The CPAC right apparently suspects the Liberals are secret socialists. Moderates were largely routed in May by independents seeking sensible climate action and an integrity commission. But some inside the Liberal party seem to think the response to this is that all remaining moderates should be cancelled. Go figure.

So Dutton has a leadership model. But the collective values the leader referenced on Sky, the values he framed as paving stones on the road back to power, remain works in progress.

While Dutton regroups, the government accelerates towards its first budget. Anthony Albanese faces a different kind of definitional wedge. The prime minister is squeezed between an election promise and the fiscal recklessness of stage-three tax cuts funded by borrowing.

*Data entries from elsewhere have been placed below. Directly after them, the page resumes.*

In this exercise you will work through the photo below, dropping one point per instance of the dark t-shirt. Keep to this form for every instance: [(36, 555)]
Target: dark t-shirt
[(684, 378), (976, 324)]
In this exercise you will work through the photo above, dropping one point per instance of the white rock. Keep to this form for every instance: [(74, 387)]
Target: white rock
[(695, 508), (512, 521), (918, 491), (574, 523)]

Albanese knows the risks, in other words. But he has licensed Jim Chalmers to go out and expand the political space for overhauling the stage-three tax cuts, a pivot the treasurer has been executing for just over a week. With the stage-three flip frenzy in full swing, Albanese took days to appear publicly this week, but a range of Labor players bobbed up expressing concern about the political risks of broken promises.

Chalmers is a clear communicator, and a bunch of respectable people have helped his efforts to get voters focused on the downside risks and costs of sticking with the status quo this week, from the former Reserve Bank governor Bernie Fraser to the Liberal MP Bridget Archer. But this remains high-wire stuff.

Over a long life in politics, Albanese has undergone a number of definitional transitions. Student activist to factional player in the organisational wing. Backroom to parliament. Backbench to frontbench. Outsider to leader. Tory fighter to safe change. New prime minister who keeps his election promises.

Right now, Albanese is assessing whether the prime minister who keeps promises can also amend them without killing the government.